Once the seller has identified their preferred buyer, both parties sign a letter of intent (LOI). At this point the buyer will begin more comprehensive due diligence to validate their assumptions and make sure the business is everything they believed it to be.
Due diligence is an intense process that could include FBI background checks, equipment appraisals, environmental studies, and more. Some buyer groups conduct industry studies or hire a consultant to call the business's customers under the guise of a confidential customer satisfaction survey.
Financial due diligence will be a massive focus, of course. Securing a quality of earnings report could cost anywhere from $15,000 to $150,000, depending on the size and complexity of the target acquisition.
Then there's the necessary legal fees. The buyer's representation will draft the asset or stock purchase agreement. This takes the framework of the LOI (typically five to seven pages) and puts it into comprehensive legalese (approximately 50 to 70 pages).
I've seen attorney fees as low as $15,000 for a small, routine deal and as high as $250,000 for a lower middle market acquisition (average range $30,000--$50,000). Private equity firms, which make up a major buyer category, are not shy about spending fees to make sure they have the necessary protections in a transaction.
At the end of the day, it might not be uncommon for the buyer to spend $100,000 to $500,000 in transactional costs. That's why most buyer groups are adamant that they get a no shop provision for 30 to 90 days.
That exclusivity period is the protection they have, ensuring that if they're going to spend time and money going down this path, the seller is not going to negotiate the deal out from under them and sell to another group.

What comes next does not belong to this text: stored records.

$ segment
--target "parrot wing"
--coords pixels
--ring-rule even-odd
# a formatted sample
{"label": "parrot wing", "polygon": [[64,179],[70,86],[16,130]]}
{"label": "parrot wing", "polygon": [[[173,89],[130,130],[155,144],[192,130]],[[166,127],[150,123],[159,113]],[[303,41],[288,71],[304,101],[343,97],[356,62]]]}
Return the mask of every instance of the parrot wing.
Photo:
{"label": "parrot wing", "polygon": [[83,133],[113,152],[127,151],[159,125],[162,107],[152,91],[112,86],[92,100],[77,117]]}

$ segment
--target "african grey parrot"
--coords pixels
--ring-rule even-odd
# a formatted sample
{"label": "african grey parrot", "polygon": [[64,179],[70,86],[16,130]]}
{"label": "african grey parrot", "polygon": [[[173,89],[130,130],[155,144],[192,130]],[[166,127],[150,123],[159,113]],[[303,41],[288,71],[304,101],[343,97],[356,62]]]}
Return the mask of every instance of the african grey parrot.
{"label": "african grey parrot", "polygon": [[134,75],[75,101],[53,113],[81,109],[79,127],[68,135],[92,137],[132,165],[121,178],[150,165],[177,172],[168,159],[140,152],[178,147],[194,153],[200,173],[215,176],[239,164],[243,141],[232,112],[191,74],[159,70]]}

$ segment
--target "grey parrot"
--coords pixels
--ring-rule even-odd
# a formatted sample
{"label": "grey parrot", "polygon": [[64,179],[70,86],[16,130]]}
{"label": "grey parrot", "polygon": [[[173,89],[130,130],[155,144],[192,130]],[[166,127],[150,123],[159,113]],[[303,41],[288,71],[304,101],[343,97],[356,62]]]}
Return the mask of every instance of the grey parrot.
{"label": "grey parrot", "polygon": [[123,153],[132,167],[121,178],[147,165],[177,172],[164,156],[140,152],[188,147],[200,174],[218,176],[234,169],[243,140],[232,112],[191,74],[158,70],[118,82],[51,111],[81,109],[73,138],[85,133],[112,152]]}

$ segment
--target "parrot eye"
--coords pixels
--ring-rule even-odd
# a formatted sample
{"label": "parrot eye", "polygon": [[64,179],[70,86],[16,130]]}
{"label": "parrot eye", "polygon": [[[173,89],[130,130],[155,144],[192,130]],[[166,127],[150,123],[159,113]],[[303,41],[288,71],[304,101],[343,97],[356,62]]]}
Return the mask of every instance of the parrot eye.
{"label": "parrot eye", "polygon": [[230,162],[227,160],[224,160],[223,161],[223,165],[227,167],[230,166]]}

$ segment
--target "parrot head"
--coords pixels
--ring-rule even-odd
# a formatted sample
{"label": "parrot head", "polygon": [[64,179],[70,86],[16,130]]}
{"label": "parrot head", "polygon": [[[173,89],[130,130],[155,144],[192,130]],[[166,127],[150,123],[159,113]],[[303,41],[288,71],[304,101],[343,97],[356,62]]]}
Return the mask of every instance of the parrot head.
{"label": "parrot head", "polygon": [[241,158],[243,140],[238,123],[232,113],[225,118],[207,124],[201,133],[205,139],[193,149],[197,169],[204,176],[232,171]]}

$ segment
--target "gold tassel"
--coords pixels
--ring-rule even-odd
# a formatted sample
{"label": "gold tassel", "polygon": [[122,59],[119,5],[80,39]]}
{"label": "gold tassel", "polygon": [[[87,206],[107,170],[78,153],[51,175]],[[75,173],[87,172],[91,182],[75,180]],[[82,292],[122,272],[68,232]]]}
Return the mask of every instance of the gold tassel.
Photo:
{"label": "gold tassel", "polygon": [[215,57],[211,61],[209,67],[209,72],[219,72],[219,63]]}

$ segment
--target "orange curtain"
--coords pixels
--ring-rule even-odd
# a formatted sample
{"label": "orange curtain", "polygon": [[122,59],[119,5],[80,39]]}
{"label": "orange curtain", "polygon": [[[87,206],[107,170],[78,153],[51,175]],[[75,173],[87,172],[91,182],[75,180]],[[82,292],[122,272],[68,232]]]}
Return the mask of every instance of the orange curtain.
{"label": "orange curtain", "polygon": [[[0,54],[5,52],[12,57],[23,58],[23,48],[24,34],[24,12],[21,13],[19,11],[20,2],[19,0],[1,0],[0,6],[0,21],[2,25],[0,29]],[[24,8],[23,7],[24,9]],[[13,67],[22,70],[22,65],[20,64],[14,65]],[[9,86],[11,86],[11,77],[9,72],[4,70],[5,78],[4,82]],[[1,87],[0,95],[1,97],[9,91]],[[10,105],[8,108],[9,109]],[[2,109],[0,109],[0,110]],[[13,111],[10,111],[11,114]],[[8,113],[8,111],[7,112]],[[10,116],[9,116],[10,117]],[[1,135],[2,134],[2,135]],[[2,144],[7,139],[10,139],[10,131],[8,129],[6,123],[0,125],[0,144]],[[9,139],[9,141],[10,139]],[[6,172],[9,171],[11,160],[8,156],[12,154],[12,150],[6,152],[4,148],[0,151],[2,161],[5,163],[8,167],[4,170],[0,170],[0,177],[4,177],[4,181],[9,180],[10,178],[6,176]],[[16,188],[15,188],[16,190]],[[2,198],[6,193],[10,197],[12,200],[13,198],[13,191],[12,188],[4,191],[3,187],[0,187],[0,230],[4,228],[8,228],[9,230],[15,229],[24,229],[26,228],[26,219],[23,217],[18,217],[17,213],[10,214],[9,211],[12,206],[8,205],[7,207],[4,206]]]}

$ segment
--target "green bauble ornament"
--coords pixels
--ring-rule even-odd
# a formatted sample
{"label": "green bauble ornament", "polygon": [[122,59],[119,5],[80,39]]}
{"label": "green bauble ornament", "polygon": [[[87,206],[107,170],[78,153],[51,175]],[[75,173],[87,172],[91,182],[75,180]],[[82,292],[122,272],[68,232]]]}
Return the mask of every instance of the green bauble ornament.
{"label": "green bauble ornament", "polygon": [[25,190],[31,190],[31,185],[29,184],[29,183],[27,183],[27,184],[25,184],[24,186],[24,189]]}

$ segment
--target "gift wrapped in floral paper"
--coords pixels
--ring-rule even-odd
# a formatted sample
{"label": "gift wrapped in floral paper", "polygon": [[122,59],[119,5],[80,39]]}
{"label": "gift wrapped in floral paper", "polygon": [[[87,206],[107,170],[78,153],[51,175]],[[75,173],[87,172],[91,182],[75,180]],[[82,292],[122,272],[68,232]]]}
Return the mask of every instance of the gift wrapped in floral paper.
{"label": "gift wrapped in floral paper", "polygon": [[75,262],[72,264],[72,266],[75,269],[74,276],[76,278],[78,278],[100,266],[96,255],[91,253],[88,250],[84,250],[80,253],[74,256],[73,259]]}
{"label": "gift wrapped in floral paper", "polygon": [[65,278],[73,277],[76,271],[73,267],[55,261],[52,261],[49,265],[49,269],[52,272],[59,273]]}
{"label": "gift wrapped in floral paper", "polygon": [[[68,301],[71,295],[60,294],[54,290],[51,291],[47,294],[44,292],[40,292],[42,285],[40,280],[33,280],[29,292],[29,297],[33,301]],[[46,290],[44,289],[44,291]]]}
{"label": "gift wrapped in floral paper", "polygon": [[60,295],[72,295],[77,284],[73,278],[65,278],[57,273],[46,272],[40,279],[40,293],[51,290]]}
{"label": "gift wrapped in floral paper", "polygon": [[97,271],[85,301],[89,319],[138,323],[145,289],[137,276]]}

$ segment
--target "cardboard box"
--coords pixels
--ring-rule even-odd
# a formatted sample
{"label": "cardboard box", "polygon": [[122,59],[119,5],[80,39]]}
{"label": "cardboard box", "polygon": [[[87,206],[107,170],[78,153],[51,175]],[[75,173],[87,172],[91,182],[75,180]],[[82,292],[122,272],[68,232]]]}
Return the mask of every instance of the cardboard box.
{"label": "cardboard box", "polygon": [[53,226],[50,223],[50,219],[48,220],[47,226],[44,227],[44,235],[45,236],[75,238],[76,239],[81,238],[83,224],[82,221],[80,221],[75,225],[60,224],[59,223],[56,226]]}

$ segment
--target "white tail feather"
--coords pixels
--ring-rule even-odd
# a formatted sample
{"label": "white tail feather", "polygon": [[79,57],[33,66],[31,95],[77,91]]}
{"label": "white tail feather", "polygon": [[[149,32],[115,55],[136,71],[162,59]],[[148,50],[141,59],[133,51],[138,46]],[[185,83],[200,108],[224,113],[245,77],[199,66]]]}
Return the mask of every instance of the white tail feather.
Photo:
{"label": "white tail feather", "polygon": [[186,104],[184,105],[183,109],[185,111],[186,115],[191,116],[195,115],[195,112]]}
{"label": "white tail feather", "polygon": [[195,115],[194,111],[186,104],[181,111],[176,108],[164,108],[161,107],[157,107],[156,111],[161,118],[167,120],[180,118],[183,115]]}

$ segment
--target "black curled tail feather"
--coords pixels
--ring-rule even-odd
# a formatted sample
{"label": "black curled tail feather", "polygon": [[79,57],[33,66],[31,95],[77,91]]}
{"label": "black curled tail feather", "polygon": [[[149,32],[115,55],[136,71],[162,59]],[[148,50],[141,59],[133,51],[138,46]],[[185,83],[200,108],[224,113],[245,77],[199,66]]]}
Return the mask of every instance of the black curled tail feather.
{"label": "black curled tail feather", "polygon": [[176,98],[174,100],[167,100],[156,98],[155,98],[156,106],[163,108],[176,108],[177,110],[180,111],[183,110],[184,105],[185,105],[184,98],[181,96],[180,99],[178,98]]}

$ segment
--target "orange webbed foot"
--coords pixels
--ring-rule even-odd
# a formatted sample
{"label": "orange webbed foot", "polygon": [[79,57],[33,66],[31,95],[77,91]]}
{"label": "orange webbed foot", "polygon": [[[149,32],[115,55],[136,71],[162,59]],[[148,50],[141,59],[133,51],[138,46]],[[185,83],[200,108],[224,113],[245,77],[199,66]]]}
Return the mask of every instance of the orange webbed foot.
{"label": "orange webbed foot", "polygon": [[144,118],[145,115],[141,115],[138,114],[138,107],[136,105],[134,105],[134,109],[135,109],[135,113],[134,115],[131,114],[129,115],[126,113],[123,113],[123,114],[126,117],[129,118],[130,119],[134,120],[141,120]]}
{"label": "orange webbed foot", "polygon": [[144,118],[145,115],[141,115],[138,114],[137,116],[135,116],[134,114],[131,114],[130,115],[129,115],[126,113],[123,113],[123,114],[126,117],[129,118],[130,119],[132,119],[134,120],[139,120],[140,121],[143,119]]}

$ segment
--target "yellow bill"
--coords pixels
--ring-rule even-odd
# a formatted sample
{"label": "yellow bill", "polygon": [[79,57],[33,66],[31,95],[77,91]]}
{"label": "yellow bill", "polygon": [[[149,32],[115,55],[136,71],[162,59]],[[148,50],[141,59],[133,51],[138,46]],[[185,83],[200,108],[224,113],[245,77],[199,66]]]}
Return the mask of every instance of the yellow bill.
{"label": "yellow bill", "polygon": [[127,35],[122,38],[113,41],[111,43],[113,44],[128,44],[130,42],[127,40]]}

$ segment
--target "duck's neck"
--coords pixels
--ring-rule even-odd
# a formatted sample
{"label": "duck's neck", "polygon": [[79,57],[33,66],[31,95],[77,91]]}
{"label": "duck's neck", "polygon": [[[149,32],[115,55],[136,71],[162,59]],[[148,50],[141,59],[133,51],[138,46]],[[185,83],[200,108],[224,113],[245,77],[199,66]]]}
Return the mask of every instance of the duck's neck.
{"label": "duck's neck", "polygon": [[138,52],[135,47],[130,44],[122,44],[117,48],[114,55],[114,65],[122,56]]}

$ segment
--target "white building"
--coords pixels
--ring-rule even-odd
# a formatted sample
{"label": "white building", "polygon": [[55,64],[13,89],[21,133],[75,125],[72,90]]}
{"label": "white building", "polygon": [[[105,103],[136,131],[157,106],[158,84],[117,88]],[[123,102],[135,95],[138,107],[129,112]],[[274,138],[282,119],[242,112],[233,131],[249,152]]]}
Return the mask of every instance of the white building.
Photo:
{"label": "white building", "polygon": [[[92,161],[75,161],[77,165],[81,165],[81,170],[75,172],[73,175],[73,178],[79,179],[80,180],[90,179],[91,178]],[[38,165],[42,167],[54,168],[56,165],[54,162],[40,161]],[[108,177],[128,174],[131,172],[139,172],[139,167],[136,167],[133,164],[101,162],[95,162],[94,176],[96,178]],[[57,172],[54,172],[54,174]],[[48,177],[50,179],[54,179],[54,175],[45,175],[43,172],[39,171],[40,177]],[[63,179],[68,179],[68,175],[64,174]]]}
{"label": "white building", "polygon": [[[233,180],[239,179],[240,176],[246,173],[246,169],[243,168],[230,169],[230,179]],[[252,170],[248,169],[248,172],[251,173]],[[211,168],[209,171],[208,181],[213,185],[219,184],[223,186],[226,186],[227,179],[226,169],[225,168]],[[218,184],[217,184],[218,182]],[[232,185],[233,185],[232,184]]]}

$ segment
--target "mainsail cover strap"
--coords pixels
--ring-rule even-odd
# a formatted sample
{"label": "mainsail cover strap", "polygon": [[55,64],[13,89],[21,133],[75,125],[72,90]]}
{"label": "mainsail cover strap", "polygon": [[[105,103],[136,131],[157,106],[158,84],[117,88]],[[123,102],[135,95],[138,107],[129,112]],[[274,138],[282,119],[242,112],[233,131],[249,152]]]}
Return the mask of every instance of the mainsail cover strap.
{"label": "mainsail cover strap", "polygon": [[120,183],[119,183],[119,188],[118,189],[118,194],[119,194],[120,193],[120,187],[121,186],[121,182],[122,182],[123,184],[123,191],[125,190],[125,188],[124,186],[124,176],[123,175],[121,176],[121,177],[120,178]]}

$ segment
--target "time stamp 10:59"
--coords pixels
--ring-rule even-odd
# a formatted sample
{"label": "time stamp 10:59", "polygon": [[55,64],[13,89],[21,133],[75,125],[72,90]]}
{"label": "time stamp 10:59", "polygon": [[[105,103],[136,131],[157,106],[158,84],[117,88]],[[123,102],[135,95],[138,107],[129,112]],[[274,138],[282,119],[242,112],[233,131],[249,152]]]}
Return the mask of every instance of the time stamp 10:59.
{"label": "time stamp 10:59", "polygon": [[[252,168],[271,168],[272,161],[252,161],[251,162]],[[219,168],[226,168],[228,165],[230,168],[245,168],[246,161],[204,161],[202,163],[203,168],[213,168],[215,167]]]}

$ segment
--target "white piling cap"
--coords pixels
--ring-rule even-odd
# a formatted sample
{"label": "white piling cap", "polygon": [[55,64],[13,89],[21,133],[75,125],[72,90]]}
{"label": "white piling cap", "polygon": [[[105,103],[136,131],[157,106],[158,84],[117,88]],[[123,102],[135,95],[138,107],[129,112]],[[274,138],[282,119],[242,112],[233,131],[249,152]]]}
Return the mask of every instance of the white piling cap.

From a seller's standpoint, a no shop period can help limit buyer's remorse or post-deal litigation. If multiple buyers are trying to be the first to the closing table, buyers might skimp on due diligence. Rushing due diligence can lead to unexpected discoveries after the deal is closed, and that can lead to conflict and litigation.
Conversely, long no shop periods are not in the seller's best interest as there is always a risk that a deal will fall through in due diligence. A shorter no shop period gives sellers a better chance of recapturing interest from a competing buyer if the transaction is terminated.